Their memories didn’t always serve them, and sometimes they mistook their interviewers for government officials who could help them receive pensions, so their recollections could’ve been presented “with rose-colored glasses,” the Library of Congress states. Besides that, not all of the writers were experienced or reliable interviewers. Some were indifferent to the truth and may have censored the stories.
The Library of Congress made the full narratives and photos available in 2002, and they can be found at loc.gov. These are snippets from some of the narratives of former slaves who lived in Dallas, including one who lived in Oak Cliff’s Tenth Street Historic District.
In Texas, the end of slavery wasn’t announced until June 19, 1865, two-and-a-half years after the Emancipation Proclamation took effect, on Jan. 1, 1863. After the Civil War, some slaveholders moved to Texas in order to keep people enslaved.
Stated age: About 82
Residence: 1120 E. Tenth St.
Hursey was born in Louisiana, and his family was sold to Jim Boling of Red River County, Texas, when he was a child. The day he left the plantation with his parents and siblings, Hursey recalled that Jim Boling called him over and gave him a cup of sweet coffee. “He thought considerable plenty of me,” Hursey said. His mother and father worked for farmers after emancipation, and the children had to work too. Hursey attended school for one week and taught himself to read with the help of friends. He became a preacher and at the time of the interview, described himself as “head prophet of the world.”
Stated age: 77
Address: Owned a restaurant at 1301 Marilla St.
Johnson was born near San Marcos, Texas, and she said she was so little when emancipation came that she hadn’t known she wasn’t free. She recalled making a “playhouse” with white and black children, sweeping a patch of ground under the trees and playing with broken pieces of pottery. After emancipation, Johnson, her mother and siblings worked in cotton, corn and wheat fields.
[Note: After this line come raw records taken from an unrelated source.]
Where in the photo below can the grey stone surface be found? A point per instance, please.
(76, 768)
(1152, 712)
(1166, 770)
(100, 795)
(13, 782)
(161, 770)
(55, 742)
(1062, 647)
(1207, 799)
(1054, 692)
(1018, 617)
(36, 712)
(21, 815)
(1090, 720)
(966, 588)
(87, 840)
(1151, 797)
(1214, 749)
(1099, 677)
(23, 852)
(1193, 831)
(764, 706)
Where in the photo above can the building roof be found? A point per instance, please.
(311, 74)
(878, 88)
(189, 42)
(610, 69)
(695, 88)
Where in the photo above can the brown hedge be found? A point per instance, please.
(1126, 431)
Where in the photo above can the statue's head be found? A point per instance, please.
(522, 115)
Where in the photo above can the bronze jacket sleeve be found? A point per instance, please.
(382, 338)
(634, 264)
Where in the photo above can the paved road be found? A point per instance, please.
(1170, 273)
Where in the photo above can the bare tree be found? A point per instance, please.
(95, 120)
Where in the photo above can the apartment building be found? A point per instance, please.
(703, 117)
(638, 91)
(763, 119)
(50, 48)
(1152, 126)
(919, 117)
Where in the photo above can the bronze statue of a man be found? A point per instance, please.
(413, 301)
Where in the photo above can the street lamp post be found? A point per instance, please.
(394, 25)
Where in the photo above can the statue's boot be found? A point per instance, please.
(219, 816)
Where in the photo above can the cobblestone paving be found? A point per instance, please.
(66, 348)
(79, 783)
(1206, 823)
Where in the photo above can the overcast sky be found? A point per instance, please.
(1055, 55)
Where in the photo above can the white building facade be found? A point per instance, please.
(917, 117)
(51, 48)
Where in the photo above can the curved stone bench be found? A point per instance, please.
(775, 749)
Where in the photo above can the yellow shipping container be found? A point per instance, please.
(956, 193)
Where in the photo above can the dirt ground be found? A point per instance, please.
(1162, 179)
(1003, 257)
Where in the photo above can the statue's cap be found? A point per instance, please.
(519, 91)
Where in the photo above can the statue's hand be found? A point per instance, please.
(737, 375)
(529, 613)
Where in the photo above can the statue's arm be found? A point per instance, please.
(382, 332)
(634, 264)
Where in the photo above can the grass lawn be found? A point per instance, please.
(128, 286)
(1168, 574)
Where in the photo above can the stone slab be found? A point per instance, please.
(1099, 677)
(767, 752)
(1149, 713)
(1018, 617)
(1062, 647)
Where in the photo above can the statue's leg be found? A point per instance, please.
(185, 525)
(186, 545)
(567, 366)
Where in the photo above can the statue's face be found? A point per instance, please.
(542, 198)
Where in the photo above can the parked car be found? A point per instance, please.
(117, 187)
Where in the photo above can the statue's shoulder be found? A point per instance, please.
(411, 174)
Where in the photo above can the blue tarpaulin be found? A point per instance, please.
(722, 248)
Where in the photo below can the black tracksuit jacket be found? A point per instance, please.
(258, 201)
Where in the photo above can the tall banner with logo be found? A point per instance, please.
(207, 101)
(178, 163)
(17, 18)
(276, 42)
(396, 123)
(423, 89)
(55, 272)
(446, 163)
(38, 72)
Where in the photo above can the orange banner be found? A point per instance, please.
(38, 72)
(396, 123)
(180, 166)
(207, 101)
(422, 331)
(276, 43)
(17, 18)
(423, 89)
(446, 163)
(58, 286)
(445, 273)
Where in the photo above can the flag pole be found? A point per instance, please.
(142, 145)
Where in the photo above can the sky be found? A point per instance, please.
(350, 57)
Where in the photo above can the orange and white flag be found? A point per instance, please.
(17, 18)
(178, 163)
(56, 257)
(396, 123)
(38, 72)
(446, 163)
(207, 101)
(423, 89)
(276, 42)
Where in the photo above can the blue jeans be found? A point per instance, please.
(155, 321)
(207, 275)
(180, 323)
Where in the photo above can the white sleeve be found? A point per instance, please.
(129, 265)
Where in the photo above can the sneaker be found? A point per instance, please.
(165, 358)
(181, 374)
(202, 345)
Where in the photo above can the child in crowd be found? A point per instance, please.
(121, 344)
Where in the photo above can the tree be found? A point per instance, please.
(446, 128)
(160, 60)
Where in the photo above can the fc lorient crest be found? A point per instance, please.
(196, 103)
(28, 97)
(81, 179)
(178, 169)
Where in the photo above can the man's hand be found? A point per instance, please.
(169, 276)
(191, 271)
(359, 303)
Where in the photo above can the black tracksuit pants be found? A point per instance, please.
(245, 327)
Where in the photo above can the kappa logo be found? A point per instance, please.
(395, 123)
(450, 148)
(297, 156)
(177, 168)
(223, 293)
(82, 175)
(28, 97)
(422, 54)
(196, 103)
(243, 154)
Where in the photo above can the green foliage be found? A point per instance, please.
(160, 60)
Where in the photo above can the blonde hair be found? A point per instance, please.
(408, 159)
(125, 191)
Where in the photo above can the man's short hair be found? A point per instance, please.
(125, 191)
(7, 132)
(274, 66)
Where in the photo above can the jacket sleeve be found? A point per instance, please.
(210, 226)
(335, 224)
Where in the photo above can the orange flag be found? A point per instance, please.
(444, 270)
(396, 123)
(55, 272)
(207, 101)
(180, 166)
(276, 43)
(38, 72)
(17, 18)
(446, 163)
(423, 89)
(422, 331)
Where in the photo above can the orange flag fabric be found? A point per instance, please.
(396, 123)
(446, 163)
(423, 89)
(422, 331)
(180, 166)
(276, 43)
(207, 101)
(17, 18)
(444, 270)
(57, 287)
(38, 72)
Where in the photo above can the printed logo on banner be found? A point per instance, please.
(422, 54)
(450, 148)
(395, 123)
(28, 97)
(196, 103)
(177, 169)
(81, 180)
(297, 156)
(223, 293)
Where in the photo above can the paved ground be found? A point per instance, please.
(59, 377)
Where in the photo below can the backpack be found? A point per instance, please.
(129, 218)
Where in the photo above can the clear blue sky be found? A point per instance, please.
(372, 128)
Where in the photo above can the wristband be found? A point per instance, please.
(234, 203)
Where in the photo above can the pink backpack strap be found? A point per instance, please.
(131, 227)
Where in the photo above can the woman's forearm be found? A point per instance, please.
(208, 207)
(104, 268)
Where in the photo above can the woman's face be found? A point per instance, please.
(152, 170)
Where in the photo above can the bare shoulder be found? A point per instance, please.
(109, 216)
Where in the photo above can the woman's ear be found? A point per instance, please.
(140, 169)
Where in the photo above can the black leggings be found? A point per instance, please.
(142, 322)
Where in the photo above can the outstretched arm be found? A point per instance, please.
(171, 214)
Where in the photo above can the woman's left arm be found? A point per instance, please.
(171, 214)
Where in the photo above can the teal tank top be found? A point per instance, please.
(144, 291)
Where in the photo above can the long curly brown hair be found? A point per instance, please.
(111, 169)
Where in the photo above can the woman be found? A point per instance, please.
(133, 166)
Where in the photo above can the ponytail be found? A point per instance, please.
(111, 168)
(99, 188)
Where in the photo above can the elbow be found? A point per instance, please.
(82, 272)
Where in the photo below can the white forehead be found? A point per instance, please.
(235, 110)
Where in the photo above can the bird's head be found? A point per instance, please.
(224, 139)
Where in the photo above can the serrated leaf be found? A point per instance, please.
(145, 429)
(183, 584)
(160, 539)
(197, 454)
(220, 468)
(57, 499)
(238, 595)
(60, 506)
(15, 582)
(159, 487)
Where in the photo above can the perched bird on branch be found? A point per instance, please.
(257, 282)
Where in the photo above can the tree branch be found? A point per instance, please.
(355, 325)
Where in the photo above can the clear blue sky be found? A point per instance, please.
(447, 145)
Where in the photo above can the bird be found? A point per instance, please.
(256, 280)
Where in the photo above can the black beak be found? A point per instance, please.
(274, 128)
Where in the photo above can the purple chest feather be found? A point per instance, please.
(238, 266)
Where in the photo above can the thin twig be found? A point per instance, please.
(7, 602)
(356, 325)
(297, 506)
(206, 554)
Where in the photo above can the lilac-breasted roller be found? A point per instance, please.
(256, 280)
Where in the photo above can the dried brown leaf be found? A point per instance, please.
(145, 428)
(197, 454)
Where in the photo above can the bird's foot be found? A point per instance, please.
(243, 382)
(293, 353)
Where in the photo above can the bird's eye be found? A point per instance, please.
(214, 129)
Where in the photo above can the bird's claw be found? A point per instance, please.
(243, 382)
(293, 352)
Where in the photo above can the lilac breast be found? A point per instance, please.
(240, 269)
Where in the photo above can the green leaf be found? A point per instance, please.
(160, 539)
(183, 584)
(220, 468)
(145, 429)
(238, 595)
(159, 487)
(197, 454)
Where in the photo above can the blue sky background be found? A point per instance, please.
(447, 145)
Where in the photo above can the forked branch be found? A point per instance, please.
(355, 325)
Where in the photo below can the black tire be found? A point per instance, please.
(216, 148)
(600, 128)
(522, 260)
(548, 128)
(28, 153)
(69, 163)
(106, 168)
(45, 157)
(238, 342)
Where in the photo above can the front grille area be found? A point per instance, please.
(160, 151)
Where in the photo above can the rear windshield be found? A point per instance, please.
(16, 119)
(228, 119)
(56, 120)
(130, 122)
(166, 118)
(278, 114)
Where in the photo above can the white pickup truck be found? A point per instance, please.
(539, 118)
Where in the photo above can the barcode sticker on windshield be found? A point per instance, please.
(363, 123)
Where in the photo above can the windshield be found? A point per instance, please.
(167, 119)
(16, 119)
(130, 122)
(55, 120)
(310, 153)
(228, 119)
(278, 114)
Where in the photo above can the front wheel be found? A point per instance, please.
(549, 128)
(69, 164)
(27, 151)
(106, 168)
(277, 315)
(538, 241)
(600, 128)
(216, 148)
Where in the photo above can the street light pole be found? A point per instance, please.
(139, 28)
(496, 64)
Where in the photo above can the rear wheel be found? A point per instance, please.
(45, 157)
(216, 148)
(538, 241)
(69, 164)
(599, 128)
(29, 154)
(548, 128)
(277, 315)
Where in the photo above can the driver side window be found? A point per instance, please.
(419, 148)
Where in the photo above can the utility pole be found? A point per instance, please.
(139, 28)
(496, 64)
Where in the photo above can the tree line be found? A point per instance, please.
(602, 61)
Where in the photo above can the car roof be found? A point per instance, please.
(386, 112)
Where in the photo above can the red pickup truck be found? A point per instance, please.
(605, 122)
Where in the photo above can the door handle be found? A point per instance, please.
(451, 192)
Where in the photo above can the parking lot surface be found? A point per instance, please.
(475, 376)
She had 10 children and never learned to read or write, but her interviewer noted that she spoke without dialect. She said she never cared about religion until she became very ill at about age 15 and she saw a heavy white veil over her bed. After that, she was saved. “I’m looking to the promise to live in Glory after my days here is done.”
Stated age: 97
Residence: Good Street, which later became Good-Latimer Expressway
An intro to her narrative states Wilson was blind and bedridden, but the photo shows her standing up outside in a fur coat. A cruel mistress, who often tied her down and beat her as a child, sometimes rubbed snuff in her eyes, and she believed that’s why she lost her eyesight. At about age 8, she was forced out of her mother’s cabin and had to sleep at the foot of the woman’s bed.
She says her father was born free, a “full-blood Creek Indian,” and eventually he was forced off their homestead. Wilson, her siblings and mother belonged to a man named Wash Hodges of Kentucky. Her mother later was forced to mate with an enslaved man and bore 19 children, according to Wilson. The children would be sold off while Wilson’s mother was working in the fields, and she would return to find her child stolen.
Wilson grew up near Mammoth Cave and said she used to play inside that natural wonder as a child. But most of her time was spent spinning cloth. She was married and told to start having children at around age 13.
“Now, when I was little they was the hardest times,” she said. “They’d nearly beat us to death.”
Born: About 1855
in Selma, Alabama
Residence: Good Street
Moore’s master, Tom Waller, moved to Mexia, Texas, during the Civil War to avoid the emancipation of slaves. As a boy, Moore was a shepherd, and he recalled being hungry all the time. Occasionally, he was allowed to go to church on Sundays, but they had a white preacher who told them to obey their masters in order to get into heaven. They were allowed to sing but had to pray in secret, Moore said.
Moore describes Tom Waller as a sadist: “He just about had to beat somebody every day to satisfy his craving,” he said. Waller tied men to the ground and would force another slave to hold their heads into the dirt while he beat their backs with a bullwhip. The children were told to watch. Waller once beat Moore’s mother’s back with the teeth side of a handsaw, and she bore the scars for the rest of her life.
After emancipation, Moore, his mother and siblings worked on farms in the Corsicana area. He never went to school, and the school his brother, Ed, attended was destroyed by the Ku Klux Klan. Moore said all three of his own children attended school.